Sigur Rós, “Andvari” (live at Reykjavik), in https://www.youtube.com/watch?v=4FDULxUeMpQ
Sem escala nem métrica, o santuário do medo recebe as vozes que o materializam. Sobem pelas paredes os murmúrios que transgridem a angústia. De cada vez que anoitece, a boca emudece por dentro, tomada por vultos avulsos que conspiram em colusão. A chama dos pesadelos desadormece a noite, transfigurada num sobressalto contínuo.
As relíquias guardadas supõem um passado próspero. A infância guardada na concha da mão, de onde saem fragmentos luminosos que avivam o dia, quando o dia amanhece entristecido pela capitulação ao tempo limítrofe. Apetece desafiar a conceção do tempo. Esvaziá-lo por dentro até ficar um quarto vazio à espera de ser habitado. A escolha não pode ser ao acaso. O critério meticuloso é a janela por onde respira a ambição.
Às vezes, o dia segue pelo tempo fora como se fosse um trapezista a percorrer o fino fio sobre o precipício. A boca mantém o silêncio para não se despenhar. As mãos agarram-se à efemeridade como se ousassem a sua metamorfose na dilação do tempo. Sem ser a hibernação de quem empurra o tempo com a barriga, omitindo o choque frontal com a realidade, como se fosse possível travá-la com a firmeza das mãos.
A matéria dos sonhos é frágil, um candelabro de cristal que não é à prova de sismos. E todos os dias há sismos que ficam guardados para memória futura, mostrando uma linha acidentada que tremeluz com cada indisposição que desassossega o magma. Como se fosse um mapa de cicatrizes. Ninguém está a coberto de uma fratura exposta quando as entranhas se sublevam, bramindo as dores ao acaso de quem se sente acossado pela indiligência dos negligentes. Deviam ensinar desde os bancos da escola o que é a negligência e como a devemos evitar.

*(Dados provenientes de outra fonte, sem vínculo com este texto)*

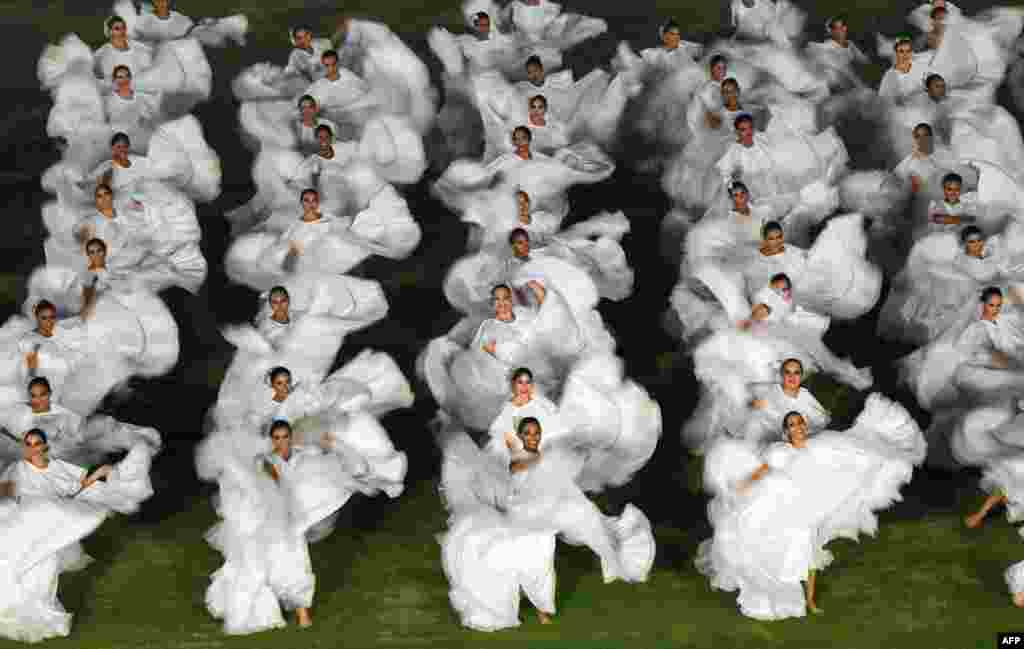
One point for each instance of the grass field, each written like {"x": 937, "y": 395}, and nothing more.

Se fôssemos como as aves migratórias, teríamos um propósito. Estávamos, é certo, empenhados numa rotina que se encorpa todos os anos. Mas já somos seres viciados em hábitos; que mal faria termos as rotinas das aves migratórias? Seríamos o nosso próprio cata-vento. Sem bússolas, que são instrumentos alheios, intrusos. E assim iríamos atrás da inteligência, um processo selecionado em nosso abono, combatendo a tendência natural de sermos presas da nossa própria caça.
Então, seria possível abraçarmos os sonhos com as mãos desimpedidas. E os sonhos seriam os implausíveis lugares a que nos entregaríamos, desapossando a usura do tempo e dos outros.